Gender and the Romance Community

Hey everyone,

Since starting this blog I have become more aware, shall we say, of the trends and pattern in romance books. Why I have no idea because honestly I'm not reading anymore than usual! Perhaps I'm just more aware/involved with the romance community as a whole? Your guess is as good as mine. Anyway I transgress as what I really want to talk to you about to day is the increasingly male present in our traditionally female dominated community.

For decades the Romance genre has been classified as the 'female' genre. When the genre first started to gain popularity in the 1980s and 1990s it was seen as the trashy and intellectually lacking book genre that was only for women. It was the books nobody admitted to reading. The books you hid from prying neighbours. If we're being honest with ourselves a lot of people are still dismissive of the romance community today.

I myself have been known to highlight the less romantic parts of the book I'm reading in favour of the sub-plot. For example when asked by my mum what book I was reading on holiday (A Gentleman's Madness) I described it as a book that showed the distreatment of gay men in the Victorian period. Conveniently missing out the love story between one of the patients at the mental asslyum and his ward attendant. I know my own brother refuses to read my blog because he doesn't want hear about 'heaving chests' and men in kilts (I may have left a scottish romance book with a bare-chested man in his room by accident when he was ten and apparently the incident scarred him for life).

Now a days with our supposely more liberal society I feel it is more accepted to read romance, despite what my actions in the above pararaph would suggest. I would argue that the growth of the internet and the rise of the ebook has led to a flourishing romance community with both vocal and silent participants. Now romance novels often make the New York Times Bestseller List. In more recent years I have read many blogs that praise the Feminist, Pro-Women nature of the romance genre. Emphasising that romance books are written by women, published by women and read by women. Some even going as far as claiming it is waving a flag for female independence in a tradiontally male realm.

Where however does that leave the 9% of romance readers who are male? I realise I am not the first, and hopefully will not be the last blogger to talk about this topic, yet I feel it is a topic that needs discussing. I personally see men reading and writing romance as a positive thing. Surely part of the reason we all love the genre is because of its inclusive nature? Yet still many male authors and even some women who write m/m romances feel the need to use intials when publishing books. The implication being that romance readers would be less likely to buy from a male author.
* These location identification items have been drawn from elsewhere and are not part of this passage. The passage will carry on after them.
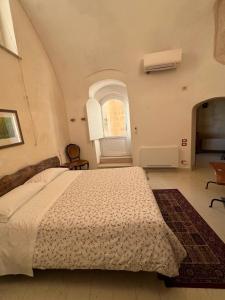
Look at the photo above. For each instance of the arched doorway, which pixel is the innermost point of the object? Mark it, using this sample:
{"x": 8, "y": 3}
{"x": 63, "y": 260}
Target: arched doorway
{"x": 208, "y": 132}
{"x": 108, "y": 113}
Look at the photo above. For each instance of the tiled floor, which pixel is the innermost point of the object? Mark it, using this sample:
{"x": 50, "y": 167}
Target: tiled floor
{"x": 126, "y": 285}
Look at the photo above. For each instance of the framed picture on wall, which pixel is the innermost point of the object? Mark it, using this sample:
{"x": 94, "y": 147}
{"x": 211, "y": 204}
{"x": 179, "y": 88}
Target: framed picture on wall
{"x": 10, "y": 130}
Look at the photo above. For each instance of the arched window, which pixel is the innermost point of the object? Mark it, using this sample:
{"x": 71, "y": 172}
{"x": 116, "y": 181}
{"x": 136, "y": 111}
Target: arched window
{"x": 114, "y": 118}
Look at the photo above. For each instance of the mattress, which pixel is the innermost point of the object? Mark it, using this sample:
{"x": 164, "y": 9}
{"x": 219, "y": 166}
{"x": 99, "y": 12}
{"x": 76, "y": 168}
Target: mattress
{"x": 98, "y": 219}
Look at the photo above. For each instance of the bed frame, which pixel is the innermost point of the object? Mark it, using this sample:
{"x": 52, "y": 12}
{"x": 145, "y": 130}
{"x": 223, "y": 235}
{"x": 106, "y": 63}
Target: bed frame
{"x": 9, "y": 182}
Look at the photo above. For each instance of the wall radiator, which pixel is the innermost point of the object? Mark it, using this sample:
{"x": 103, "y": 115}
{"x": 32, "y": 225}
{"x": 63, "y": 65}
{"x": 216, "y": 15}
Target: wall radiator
{"x": 159, "y": 157}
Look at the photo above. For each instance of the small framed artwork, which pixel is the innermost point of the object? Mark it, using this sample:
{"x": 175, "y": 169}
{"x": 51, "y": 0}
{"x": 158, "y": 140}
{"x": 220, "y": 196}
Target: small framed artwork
{"x": 10, "y": 130}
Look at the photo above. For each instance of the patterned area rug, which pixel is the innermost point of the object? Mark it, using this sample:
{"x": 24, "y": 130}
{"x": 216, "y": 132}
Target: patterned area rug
{"x": 204, "y": 267}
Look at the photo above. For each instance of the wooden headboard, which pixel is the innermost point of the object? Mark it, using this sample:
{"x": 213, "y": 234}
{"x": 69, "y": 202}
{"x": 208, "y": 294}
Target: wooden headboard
{"x": 9, "y": 182}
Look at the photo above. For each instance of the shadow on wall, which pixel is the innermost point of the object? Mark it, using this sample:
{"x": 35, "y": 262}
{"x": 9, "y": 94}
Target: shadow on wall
{"x": 208, "y": 127}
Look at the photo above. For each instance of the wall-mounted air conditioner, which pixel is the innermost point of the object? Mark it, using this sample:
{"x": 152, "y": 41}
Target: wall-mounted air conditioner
{"x": 164, "y": 60}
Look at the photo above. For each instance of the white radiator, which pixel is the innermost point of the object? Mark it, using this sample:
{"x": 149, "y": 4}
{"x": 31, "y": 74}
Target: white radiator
{"x": 159, "y": 157}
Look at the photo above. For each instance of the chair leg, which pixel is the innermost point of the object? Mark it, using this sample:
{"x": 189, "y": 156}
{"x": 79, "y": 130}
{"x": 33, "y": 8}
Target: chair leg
{"x": 207, "y": 184}
{"x": 219, "y": 200}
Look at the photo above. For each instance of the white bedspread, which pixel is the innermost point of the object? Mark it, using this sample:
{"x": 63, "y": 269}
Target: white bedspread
{"x": 98, "y": 219}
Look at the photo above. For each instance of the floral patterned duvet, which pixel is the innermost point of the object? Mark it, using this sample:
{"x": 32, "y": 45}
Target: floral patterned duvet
{"x": 107, "y": 219}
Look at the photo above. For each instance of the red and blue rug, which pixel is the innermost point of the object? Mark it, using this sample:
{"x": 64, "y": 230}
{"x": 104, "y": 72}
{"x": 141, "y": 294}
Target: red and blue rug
{"x": 204, "y": 266}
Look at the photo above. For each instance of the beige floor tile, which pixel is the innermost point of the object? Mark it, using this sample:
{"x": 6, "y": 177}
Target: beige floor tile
{"x": 109, "y": 285}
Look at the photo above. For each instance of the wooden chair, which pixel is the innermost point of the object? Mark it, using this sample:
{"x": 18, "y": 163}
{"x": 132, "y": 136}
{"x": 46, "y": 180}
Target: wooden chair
{"x": 219, "y": 168}
{"x": 73, "y": 153}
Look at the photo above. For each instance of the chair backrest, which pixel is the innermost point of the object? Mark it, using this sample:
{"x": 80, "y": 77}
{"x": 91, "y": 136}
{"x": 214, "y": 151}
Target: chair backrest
{"x": 73, "y": 152}
{"x": 219, "y": 168}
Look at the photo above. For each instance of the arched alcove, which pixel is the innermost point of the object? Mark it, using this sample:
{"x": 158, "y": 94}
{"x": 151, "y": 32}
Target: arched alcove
{"x": 208, "y": 128}
{"x": 110, "y": 118}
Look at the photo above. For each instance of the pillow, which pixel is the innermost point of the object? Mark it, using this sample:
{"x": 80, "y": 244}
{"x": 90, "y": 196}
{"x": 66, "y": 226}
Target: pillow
{"x": 13, "y": 200}
{"x": 47, "y": 175}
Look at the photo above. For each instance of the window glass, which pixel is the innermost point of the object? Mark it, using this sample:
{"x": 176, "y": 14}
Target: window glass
{"x": 114, "y": 118}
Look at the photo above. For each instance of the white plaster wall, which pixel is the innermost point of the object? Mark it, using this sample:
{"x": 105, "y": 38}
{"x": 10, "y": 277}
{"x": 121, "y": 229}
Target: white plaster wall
{"x": 94, "y": 40}
{"x": 31, "y": 80}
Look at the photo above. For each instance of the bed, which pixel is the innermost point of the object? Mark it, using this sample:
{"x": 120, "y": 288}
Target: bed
{"x": 98, "y": 219}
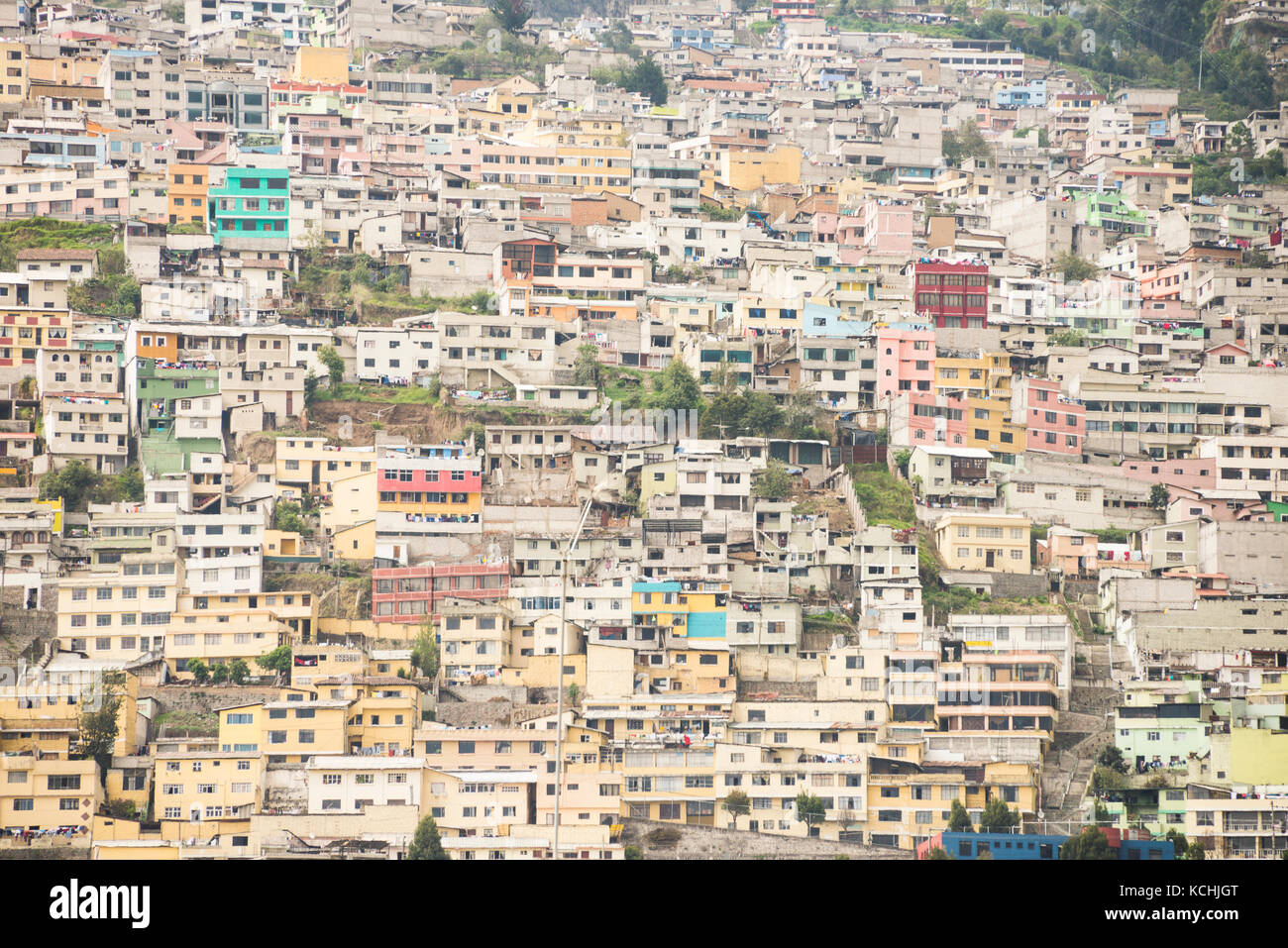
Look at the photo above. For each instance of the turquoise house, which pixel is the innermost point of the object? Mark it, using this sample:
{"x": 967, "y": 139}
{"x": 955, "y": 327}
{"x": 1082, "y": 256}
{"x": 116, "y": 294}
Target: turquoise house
{"x": 253, "y": 204}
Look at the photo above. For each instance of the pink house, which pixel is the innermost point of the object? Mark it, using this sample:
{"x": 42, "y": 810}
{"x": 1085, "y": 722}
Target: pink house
{"x": 877, "y": 227}
{"x": 926, "y": 419}
{"x": 1056, "y": 424}
{"x": 906, "y": 360}
{"x": 1192, "y": 473}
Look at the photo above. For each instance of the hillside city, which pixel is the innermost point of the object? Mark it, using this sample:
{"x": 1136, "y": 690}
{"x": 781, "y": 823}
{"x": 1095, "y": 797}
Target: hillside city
{"x": 639, "y": 430}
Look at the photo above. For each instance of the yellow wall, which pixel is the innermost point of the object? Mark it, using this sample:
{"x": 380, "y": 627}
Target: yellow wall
{"x": 47, "y": 802}
{"x": 747, "y": 170}
{"x": 321, "y": 64}
{"x": 1257, "y": 756}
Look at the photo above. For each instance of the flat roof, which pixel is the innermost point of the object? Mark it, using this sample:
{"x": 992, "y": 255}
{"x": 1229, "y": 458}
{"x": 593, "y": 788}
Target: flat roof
{"x": 366, "y": 763}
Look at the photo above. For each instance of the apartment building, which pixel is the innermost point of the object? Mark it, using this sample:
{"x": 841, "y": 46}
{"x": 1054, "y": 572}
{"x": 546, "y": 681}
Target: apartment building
{"x": 89, "y": 428}
{"x": 984, "y": 541}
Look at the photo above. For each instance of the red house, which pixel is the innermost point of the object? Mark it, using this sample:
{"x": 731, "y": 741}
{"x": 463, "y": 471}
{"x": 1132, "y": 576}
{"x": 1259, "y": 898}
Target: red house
{"x": 952, "y": 294}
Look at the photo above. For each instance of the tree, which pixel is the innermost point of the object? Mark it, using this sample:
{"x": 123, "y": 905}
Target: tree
{"x": 72, "y": 481}
{"x": 1073, "y": 268}
{"x": 761, "y": 415}
{"x": 1090, "y": 844}
{"x": 1104, "y": 779}
{"x": 510, "y": 14}
{"x": 1069, "y": 338}
{"x": 98, "y": 725}
{"x": 800, "y": 412}
{"x": 286, "y": 517}
{"x": 737, "y": 804}
{"x": 774, "y": 481}
{"x": 329, "y": 357}
{"x": 426, "y": 843}
{"x": 997, "y": 817}
{"x": 966, "y": 142}
{"x": 278, "y": 660}
{"x": 128, "y": 485}
{"x": 643, "y": 77}
{"x": 587, "y": 369}
{"x": 424, "y": 652}
{"x": 809, "y": 810}
{"x": 648, "y": 80}
{"x": 1112, "y": 758}
{"x": 677, "y": 389}
{"x": 1237, "y": 141}
{"x": 724, "y": 415}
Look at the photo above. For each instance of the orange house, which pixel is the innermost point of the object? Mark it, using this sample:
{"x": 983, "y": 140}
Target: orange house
{"x": 187, "y": 193}
{"x": 160, "y": 344}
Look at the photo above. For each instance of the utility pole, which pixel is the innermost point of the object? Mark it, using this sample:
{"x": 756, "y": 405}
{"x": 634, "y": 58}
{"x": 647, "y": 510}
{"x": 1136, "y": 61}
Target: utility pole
{"x": 563, "y": 639}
As pointed out by a post written for the Huffington Post in early 2014 the majority of Romance books are produced and marketed with a female audience in mind. One only needs to look at the majority of historical romance covers to see that they are not always the most male friendly and yet that doesn't mean the content can only be enjoyed by women. At the end of the day if a story has a good plot, great characters and clever world building it has the criteria to be a best-seller (clearly I simplified but just go with me on this). Are we, the romance community, then the ones preventing more men from enjoying romance? If we could break-down the gender sterotypes that surround the romance genre would it become more socially acceptable for men to read romance? Would it become a genre with less stigma attached to it in general?

Arguably the breakdown of gender codes has already occured more successfully in the film industry with romantic comedies such as Love Actually being hugely popular with both men and women despite being all about Love, actually (sorry I couldn't resist!). If men want to read, write, publish or blog about romance books I personally am all for it; to me it could mean we become a genre that truly promotes equality between the sexes. Also on a slightly less serious note surely this would mean more romance books for us to read and more people to talk to them about? That just screams win-win to me.